POLA-SEQ: A PIPELINE FOR THE ANALYSIS OF MRNA ISOFORMS FROM ALTERNATIVE POLYADENYLATION IN CANCER.

M. GARCÍA SOLÁ; A. GATTELLI; MV. MEDINA; OA. COSO; M. ABBA; EC.KORDON

CABA

Congreso; Reunión Conjunta de Sociedades de Biociencias 2017; 2017

SAIC

More than half of human genes contain alternative polyadenylation (pA) sites, which allow the creation of various 3' untranslated regions (3'UTRs). Alternative pA sites can be localized in internal introns or exons, allowing the formation of different protein isoforms, or they may be localized in the 3'UTR resulting in transcripts with variable 3' UTRs encoding the same protein. It has been reported that cancer cells often express substantial amounts of mRNA isoforms with shorter 3'UTRs than differentiated non transformed cells. It is also known than higher gene expression is tightly linked to cellular proliferation and, generally, short 3'UTR isoforms are more abundant in proliferating cells. Here, we report a pipeline named PolA-Seq to analyze the differential expression of genes than present alternative pA sites based on RNA-seq data. This new tool allows the use of transcriptomic public data for searching specific mRNA isoforms involved in tumor development. The pipeline consists in the implementation of Galaxy tools and its processing capability, R/Bioconductor and deeptools packages, for data analysis and visualization. This pipeline allowed us to identify different 3'UTRs of previously reported and unreported genes with alternative polyadenylation based on RNA-Seq data.
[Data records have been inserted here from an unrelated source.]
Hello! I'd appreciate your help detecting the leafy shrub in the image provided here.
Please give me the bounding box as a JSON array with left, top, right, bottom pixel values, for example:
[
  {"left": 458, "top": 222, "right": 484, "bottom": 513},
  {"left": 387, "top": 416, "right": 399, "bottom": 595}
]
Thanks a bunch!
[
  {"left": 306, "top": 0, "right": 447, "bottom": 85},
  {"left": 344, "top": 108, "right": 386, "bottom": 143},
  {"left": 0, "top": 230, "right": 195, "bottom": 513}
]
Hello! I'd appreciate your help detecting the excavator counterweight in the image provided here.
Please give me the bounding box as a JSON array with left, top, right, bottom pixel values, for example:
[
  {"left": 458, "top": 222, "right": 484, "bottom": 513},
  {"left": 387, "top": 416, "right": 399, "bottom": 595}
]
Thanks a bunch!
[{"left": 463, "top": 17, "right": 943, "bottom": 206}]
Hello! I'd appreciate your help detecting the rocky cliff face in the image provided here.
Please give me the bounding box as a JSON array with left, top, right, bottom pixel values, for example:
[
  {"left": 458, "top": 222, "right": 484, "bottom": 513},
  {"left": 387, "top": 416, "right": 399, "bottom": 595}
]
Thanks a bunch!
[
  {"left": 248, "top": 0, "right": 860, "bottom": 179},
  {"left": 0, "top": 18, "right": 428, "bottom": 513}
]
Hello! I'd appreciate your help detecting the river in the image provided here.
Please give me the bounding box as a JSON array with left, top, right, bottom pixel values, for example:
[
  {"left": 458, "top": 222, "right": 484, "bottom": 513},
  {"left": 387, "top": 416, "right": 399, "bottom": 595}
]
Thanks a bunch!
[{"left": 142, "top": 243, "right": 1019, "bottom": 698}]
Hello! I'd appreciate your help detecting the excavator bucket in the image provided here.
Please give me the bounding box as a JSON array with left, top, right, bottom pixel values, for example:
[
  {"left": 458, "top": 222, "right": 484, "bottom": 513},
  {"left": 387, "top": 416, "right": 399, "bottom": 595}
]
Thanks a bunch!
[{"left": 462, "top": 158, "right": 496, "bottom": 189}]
With the use of the deeptools packages, we took an alignment of reads and generated a coverage track for each 3'UTR in the different genes of interest and compared their levels between normal differentiated mammary glands and mammary tumors. We have successfully tested this pipeline comparing the levels of short and long Beta 1 integrins mRNA isoforms in tumors Vs lactating mammary glands from RET transgenic mice. Our results confirm the over-expression of the shorter form, which has been previously discovered by our group, in mammary tumors. In addition, preliminary data allowed us to verify this pattern in other relevant genes with alternative pA sites.